Leverage competitive bids & benchmark pricing
The tactics my team of SaaS buyers use to create room for negotiation involve leveraging competitive bids and pricing benchmarks.
A SaaS vendor wants you as much as you need them. They’re not likely to let a potential customer go. Conduct competitive research, look for cost-effective alternatives, and use them during negotiations.
Accessing pricing benchmarks is another powerful tool. You gain valuable negotiation leverage by knowing what your peers pay for similar products. With this data, you can secure the right product at the right price.
A barter deal
I’ve encountered various situations where the vendor was reluctant to offer a deal aligned with our needs.

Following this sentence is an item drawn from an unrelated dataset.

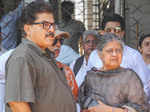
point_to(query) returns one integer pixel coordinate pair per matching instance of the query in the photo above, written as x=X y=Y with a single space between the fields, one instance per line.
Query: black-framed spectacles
x=115 y=29
x=61 y=40
x=46 y=25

I didn’t look for an alternative; instead, I focused on the vendor’s pain points to see where they were facing trouble.
It turned out the vendor’s team was using spreadsheets to track their software spend and renewal. So, I offered our product as a solution to centralize their spend tracking and automate renewals.
As part of our product exchange arrangement, I proposed that the vendor extend a favorable offer for their product, and the vendor was happy to provide it.
Likewise, you can offer your product as a solution to the vendor’s pain point in exchange for a deal on their product. It will be a mutually beneficial deal.
Mastering the art of negotiations
In my personal experience, I consider negotiation a game of insights and market understanding. It’s not rocket science like some project it to be.
Knowing what you need and understanding the market’s pricing will give you enough leverage to ace your negotiations. Do not, under any circumstances, frustrate the vendor; they have the right to walk away as much as you do.
Maintain a friendly relationship through the negotiation process, showcase the potential value they can get by partnering with you, and secure the right deals.